February 14, 2013
This article was published more than 2 years ago.
Est. Reading Time: 3 minutes

By: Rachelle Zalter


It comes every year. There is no hiding from it. It is good to some and rough to others. It’s not Santa Claus. It’s not Boxing Day. It is not the dreaded phone call from your foreign relatives in the Middle East (or is that just me?).

It is Valentine’s Day.

But is this really the way we should look at a single date on the calendar? What makes February 14th vary from all the other days of the year? Why is it that eating excessive amounts of comfort food, watching movies for self-pity and sulking over failed relationships has become a national event for thousands of single people?

“Forever alone.” I’ll admit, even I have used that phrase once or twice. But we have no idea where our life is going to lead us. I may end up living in an apartment with 14 cats and an imaginary friend.
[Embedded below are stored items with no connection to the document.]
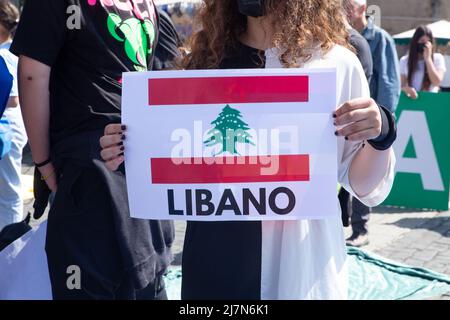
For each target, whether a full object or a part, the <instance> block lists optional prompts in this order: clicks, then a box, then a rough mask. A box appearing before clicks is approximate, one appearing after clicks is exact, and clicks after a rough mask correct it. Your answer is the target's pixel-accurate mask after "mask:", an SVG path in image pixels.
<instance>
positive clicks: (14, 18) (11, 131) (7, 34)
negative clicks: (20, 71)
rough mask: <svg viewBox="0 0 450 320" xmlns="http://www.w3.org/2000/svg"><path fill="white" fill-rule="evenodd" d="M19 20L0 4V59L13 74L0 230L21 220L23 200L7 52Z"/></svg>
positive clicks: (17, 96)
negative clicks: (2, 59)
mask: <svg viewBox="0 0 450 320" xmlns="http://www.w3.org/2000/svg"><path fill="white" fill-rule="evenodd" d="M18 20H19V11H18V10H17V8H16V7H15V6H14V5H13V4H12V3H11V2H10V1H9V0H1V1H0V57H2V58H3V59H4V61H5V63H6V65H7V67H8V69H9V72H10V74H11V75H13V78H14V81H13V86H12V89H11V92H10V95H9V96H10V98H9V100H8V103H7V107H6V110H5V113H4V115H3V117H2V121H3V127H4V128H5V127H8V131H9V136H10V150H9V152H8V153H7V154H6V155H4V157H3V158H2V159H0V230H1V229H2V228H3V227H5V226H6V225H9V224H13V223H16V222H19V221H20V220H22V216H23V200H22V185H21V182H20V176H21V165H22V151H23V148H24V147H25V145H26V143H27V136H26V133H25V127H24V124H23V120H22V114H21V112H20V107H19V98H18V95H19V94H18V88H17V78H16V75H17V63H18V59H17V57H16V56H15V55H13V54H12V53H11V52H10V51H9V47H10V46H11V42H12V37H13V35H14V31H15V29H16V27H17V24H18Z"/></svg>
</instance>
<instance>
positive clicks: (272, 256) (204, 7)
mask: <svg viewBox="0 0 450 320" xmlns="http://www.w3.org/2000/svg"><path fill="white" fill-rule="evenodd" d="M200 17H201V23H202V30H200V31H199V32H198V33H196V34H195V35H194V37H193V39H192V40H193V41H192V47H191V48H190V50H189V55H188V56H187V57H186V59H185V67H186V68H188V69H249V68H253V69H256V68H281V67H298V66H304V67H313V68H335V69H336V70H337V82H336V84H337V86H336V88H337V92H336V94H337V101H338V103H339V106H337V107H336V111H335V112H333V114H330V118H332V117H333V119H334V124H335V125H336V127H337V128H336V132H335V134H336V136H338V138H337V139H338V140H337V143H338V157H337V159H338V177H339V182H340V183H341V184H342V185H344V186H345V188H347V189H348V190H349V191H350V192H351V193H352V194H354V195H357V196H358V197H359V198H360V199H361V200H362V201H364V202H365V203H370V204H374V203H379V202H381V201H383V200H384V198H385V197H386V196H387V194H388V193H389V190H390V187H391V186H392V180H393V175H394V171H393V163H394V162H395V156H394V154H393V151H392V148H391V145H392V141H393V137H394V136H395V127H394V126H393V122H392V119H393V117H390V114H389V113H388V111H386V110H385V109H384V108H380V107H378V105H377V104H376V103H375V102H374V101H373V100H372V99H370V98H369V87H368V83H367V80H366V78H365V75H364V71H363V69H362V67H361V64H360V63H359V61H358V59H357V57H356V56H355V55H354V54H353V53H352V52H351V51H350V50H349V49H348V48H349V45H348V42H347V36H348V33H347V30H346V27H345V24H344V23H343V21H342V11H341V3H340V1H339V0H308V1H305V0H266V1H240V0H236V1H234V0H227V1H214V0H205V1H204V5H203V7H202V12H201V14H200ZM346 47H347V48H346ZM383 114H385V116H383ZM286 116H289V115H288V114H287V115H286ZM385 119H388V120H386V121H385ZM168 121H170V120H168ZM386 128H387V130H385V129H386ZM122 136H123V130H122V128H121V126H120V125H117V124H111V125H108V126H107V127H106V129H105V135H104V136H103V137H102V138H101V144H102V147H103V150H102V156H103V159H104V160H105V161H106V166H107V168H109V169H110V170H116V169H117V168H119V167H120V166H121V165H122V162H123V161H124V158H123V155H122V153H123V150H120V149H119V148H118V147H117V143H119V142H120V141H121V139H122ZM141 138H142V139H145V137H141ZM366 141H367V144H365V142H366ZM125 151H126V150H125ZM187 187H188V186H187ZM336 202H337V197H336ZM336 204H337V203H336ZM345 260H346V249H345V244H344V235H343V228H342V223H341V217H338V216H336V217H332V218H329V219H325V220H320V219H317V220H298V221H226V222H194V221H190V222H188V225H187V230H186V238H185V242H184V250H183V265H182V267H183V279H182V298H183V299H188V300H192V299H246V300H248V299H252V300H254V299H344V298H346V296H347V290H346V289H347V288H346V286H345V284H346V283H347V282H348V279H347V278H346V271H345V270H346V263H345Z"/></svg>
I have faith, however, that this will not be the case. On Valentine’s Day, it is extra important to remember that being single is not the end of the world. In fact, unless Valentine’s Day happens to fall on the apocalypse – extremely unlikely – it is probable that just because you are single now does not mean you’ll be forever alone.

When I went around to ask people what their thoughts were on Valentine’s Day, I was pleased to see that the opinions were diverse. To many couples, this holiday means rekindling the connection with a loved one. To some singles, it is a time to celebrate with friends. To others, it is a day devoted to loving yourself. And to the rest, put simply, it is just a day.

Lori, a fourth-year Arts and Science student, has warm feelings for the holiday. “It is a universal day of love,” she says. “It’s always nice to have an excuse to tell the people in your life that you love them.”

Others do not hold this view on the holiday.

“It may have begun with the intentions to be romantic, but it has become another means of marketing,” says an anonymous student. “If couples are going to be cute together, they should do so every day.”

But it is not always about partaking in romance. In some cases, people enjoy the holiday for atypical reasons. “I think it’s a great day,” Kirstin, another student, admits. “It’s an excuse to eat chocolate and not feel guilty.”

An especially unique response was from Hans, a first-year Humanities student. He was overly excited to celebrate this year.

“I have big plans for Valentine’s Day,” he says. He went on to explain a number of playful pranks that he has been planning. Hans’ favourite, he tells me, is conducting a fake blind date, which consists of him sitting in on a stranger’s meal and pretending that she is the girl he was set up to spend a Valentine’s dinner with. I can only imagine the utter confusion of this poor girl.

A third-year student, Andrew, mentioned a similar outlook. “I want to bring light to the holiday,” he says, “It doesn’t have to be so extreme. There’s more to the day than either being happy with someone or depressed by yourself.”

And this was definitely a shared opinion. A comment that stood out to me was from Vanessa, a second-year, who believed there was much more to worry about than being single on Valentine’s Day.

“It is important to remember that there are people without moms on Mother’s Day and dads on Father’s Day. It could be worse. You can love your friends on Valentine’s Day. You can love yourself.”

The various opinions of this holiday lead to a simple conclusion. Valentine’s Day is what you make of it. If you pronounce yourself forever alone, that is your prerogative. But you can also choose to do something with the 24 hours. It can be a day to love your partner, your family, your friends or yourself. And if you’re feeling extra daring, you can stretch it beyond 24 hours.

After all, if Valentine’s Day is what you make of it, what about life?